Refer to the assigned reading for the next lesson to help you understand the problems. Also, you can use the online lecture notes for more information as the notes become available. You can look at solutions if you miss your first few attempts and are stuck by clicking the "Solution" tab.

The instructor will evaluate your assignment using the following criteria. Thus you should check your assignment against these criteria to maximize your score.

Each criteria represents a specific achievement of your assignment and has a scoring guide. The scoring guide explains the possible scores you can receive. Some scoring guides have a list of indicators. These indicators are a sign of meeting, or a symptom of not meeting, the specific criterion. Note that a single indicator may not always be reliable or appropriate in a given context. However, as a group, they show the condition of meeting the criterion.

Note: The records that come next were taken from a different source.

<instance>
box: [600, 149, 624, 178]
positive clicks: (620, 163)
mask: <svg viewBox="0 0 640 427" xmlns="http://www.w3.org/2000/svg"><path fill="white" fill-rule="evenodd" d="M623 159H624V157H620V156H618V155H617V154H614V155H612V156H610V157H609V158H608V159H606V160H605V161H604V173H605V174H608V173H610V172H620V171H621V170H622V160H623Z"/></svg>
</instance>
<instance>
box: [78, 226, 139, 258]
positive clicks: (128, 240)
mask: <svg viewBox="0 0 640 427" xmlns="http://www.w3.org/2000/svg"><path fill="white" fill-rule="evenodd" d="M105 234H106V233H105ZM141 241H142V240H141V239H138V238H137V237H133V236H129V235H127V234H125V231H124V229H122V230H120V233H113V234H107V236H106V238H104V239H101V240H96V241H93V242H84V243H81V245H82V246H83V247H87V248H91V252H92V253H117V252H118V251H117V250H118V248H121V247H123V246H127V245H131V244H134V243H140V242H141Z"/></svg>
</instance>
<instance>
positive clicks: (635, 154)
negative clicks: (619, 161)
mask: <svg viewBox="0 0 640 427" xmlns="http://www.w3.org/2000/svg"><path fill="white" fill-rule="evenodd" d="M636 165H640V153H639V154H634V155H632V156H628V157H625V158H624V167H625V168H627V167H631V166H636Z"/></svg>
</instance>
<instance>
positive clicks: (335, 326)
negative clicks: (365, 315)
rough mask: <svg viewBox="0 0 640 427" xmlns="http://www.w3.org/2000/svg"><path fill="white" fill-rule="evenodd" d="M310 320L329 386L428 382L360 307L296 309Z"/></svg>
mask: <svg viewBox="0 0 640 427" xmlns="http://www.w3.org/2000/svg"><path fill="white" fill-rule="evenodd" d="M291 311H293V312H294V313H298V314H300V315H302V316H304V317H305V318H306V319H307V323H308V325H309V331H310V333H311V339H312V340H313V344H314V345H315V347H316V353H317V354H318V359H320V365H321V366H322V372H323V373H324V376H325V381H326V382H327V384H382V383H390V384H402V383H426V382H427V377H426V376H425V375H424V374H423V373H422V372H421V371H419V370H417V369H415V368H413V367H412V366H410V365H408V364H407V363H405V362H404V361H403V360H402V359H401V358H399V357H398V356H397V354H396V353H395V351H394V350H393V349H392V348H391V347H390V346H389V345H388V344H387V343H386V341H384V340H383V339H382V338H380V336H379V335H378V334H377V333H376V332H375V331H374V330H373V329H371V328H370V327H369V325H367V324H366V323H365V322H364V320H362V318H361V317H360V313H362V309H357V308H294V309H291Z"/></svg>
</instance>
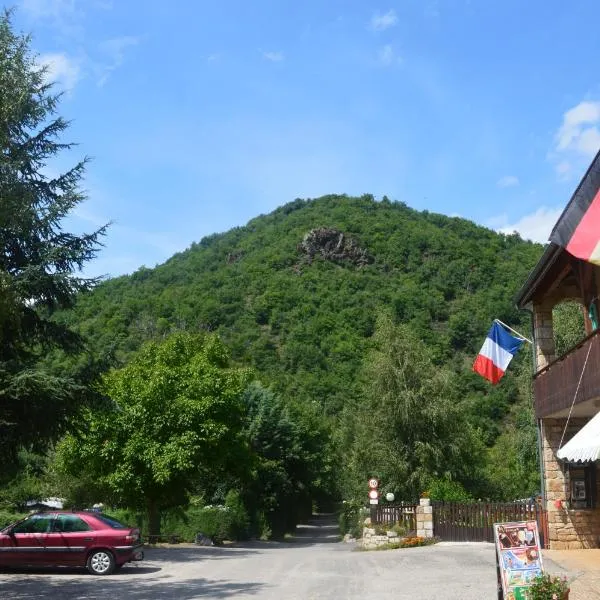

For information on grading policies, including interpretation of scores, see the syllabus.

Lesson Exercises

• 2: All lesson exercises attempted and turned in
• 1: Some lesson exercises completed and turned in
• 0: No lesson exercises completed or turned in

Programming Projects (x3)

• 5: Demonstrates mastery of the program
• Applies concepts from the lessons appropriately
• Meets all specifications (see above)
• Runs to completion with no abnormal error conditions
• Generates correct output given correct input
• Correct file name
• 4: Has most of the functionality expected of the program
• Demonstrates some techniques from the lesson
• Attempts to meet all but one of the specifications (see above)
• Implementation seems more complicated than necessary.
• May have one minor error
• 3: Has some of the functionality expected of the program
• Demonstrates some techniques from the lesson
• Attempts to meet at least 1/2 of the specifications (see above)
• Implementation seems excessively complicated.
• May have 2-3 minor errors
• 2: Serious functional problems but shows some effort and understanding
• Attempts to meet less than 1/2 of the of the specifications (see above)
• Has a major error or many minor errors
• Implementation seems very convoluted
• Demonstrates few techniques from the lesson
• 1: Does not compile or wrong file turned in
• 0: Not turned in or uses techniques not covered

Programming Projects Style

• 3: Code is well-documented including:
• 2: Code has a minor documentation error
• 1: Code has some documentation errors
• 0: No apparent attempt to follow documentation standards or write documentation comments

CodeLab and Other Tutorial Exercises

• Number CodeLab completed correctly / number exercises * 8 and rounded up to the nearest integer.

`README.txt` File

• 2: `README.txt` file submitted following the instructions
• 1: `README.txt` file submitted but some information was missing
• 0: No `README.txt` file submitted

Total possible: 30, plus extra credit

Deliverables

Submit your assignment to Canvas, in the assignment folder A6-Loopy Programs, following the instructions for submitting homework. Include the following items for grading:

1. `README.txt` file with option extra credit information
2. All the exercise files from Lesson 5 and Lesson 6 including:
• `countdown.cpp`
• `findword.cpp`
• `forloop.cpp`
• `scores.cpp`
• `test.cpp` (optional)
3. `loopwork.cpp`
4. `sms6.cpp`
5. `realfake.cpp`

You must submit all the files needed to complete your assignment. Your assignment must work as submitted. Remember to test and double check your files before submitting them. If you make a mistake, you can resubmit up to the deadline. If you resubmit, you must include all your assignment files in the last submission as Canvas hides prior submissions.